A Brief History of Blasphemy: Liberalism, Censorship and the Satanic Verses is a 1990 book by Richard Webster, in which the author discusses the controversy over Salman Rushdie's novel The Satanic Verses (1988). Webster critiques the freedom to blaspheme, and argues against The Crime of Blasphemy (which advocated the abolition of Britain's blasphemy laws "without replacement").

==Summary==

Webster notes that he named the book after the fourth section of The Crime of Blasphemy, a pamphlet issued by the International Committee for the Defence of Salman Rushdie and his Publishers, and that his work is influenced by Karen Armstrong's Holy War (1988) and Norman Cohn's books The Pursuit of the Millennium (1957), Warrant for Genocide (1967), and Europe's Inner Demons (1975). He also approvingly cites Muslim writer Shabbir Akhtar's Be Careful With Muhammad! (1989).
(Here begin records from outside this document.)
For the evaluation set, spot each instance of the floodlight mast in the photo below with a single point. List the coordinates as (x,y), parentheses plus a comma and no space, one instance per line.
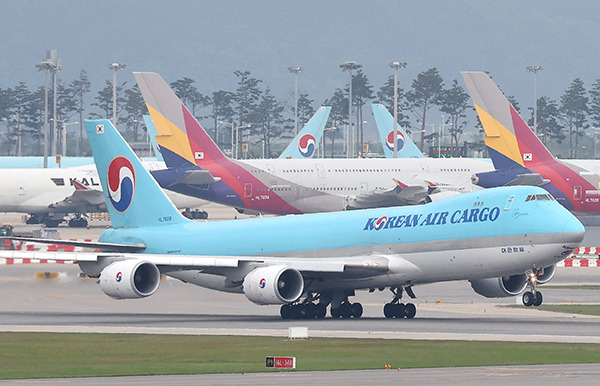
(115,67)
(396,66)
(296,70)
(349,66)
(535,70)
(51,64)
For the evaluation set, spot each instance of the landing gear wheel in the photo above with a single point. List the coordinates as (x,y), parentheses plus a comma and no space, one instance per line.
(286,311)
(321,310)
(388,310)
(346,310)
(335,313)
(357,310)
(399,311)
(410,311)
(528,299)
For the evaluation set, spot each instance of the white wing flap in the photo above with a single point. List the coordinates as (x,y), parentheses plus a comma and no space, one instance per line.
(362,264)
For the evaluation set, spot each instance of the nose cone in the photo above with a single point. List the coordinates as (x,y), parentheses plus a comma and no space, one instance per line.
(575,229)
Webster describes A Brief History of Blasphemy as "an attempt to show, without ever aspiring to completeness or comprehensiveness, that the picture of blasphemy which is presented by the authors of the International Committee's document is incomplete, and in some respects, seriously misleading." Webster gives the controversy surrounding Monty Python's film The Life of Brian (1979), which he calls "a rather slight production" as a satire on religion, as an example of the way in which blasphemy has been restrained not by force of law but by internalised censorship.

==Publication history==
A Brief History of Blasphemy was first published in 1990 by The Orwell Press.

==Reception==

According to the journalist Bob Woffinden, A Brief History of Blasphemy was widely praised in the immediate aftermath of the controversy over The Satanic Verses. Some reviewers suggested that Webster shows that liberal support for unrestricted freedom of speech is inconsistent with other liberal values, and demonstrates the religious origins of belief in freedom of expression. The book has been described as "thoughtful" and "closely argued" by the journalist Tim Radford, and "energetic and ingenious" by academic Lorna Sage, and Webster has been credited with explaining how "we have internalised puritan iconoclasm to the point where we mistake it for a secular universal truth", and with showing that the western liberal concept of "inner conscience" upon which the secularist arguments of The Crime of Blasphemy were founded is a secular transformation of Puritanism.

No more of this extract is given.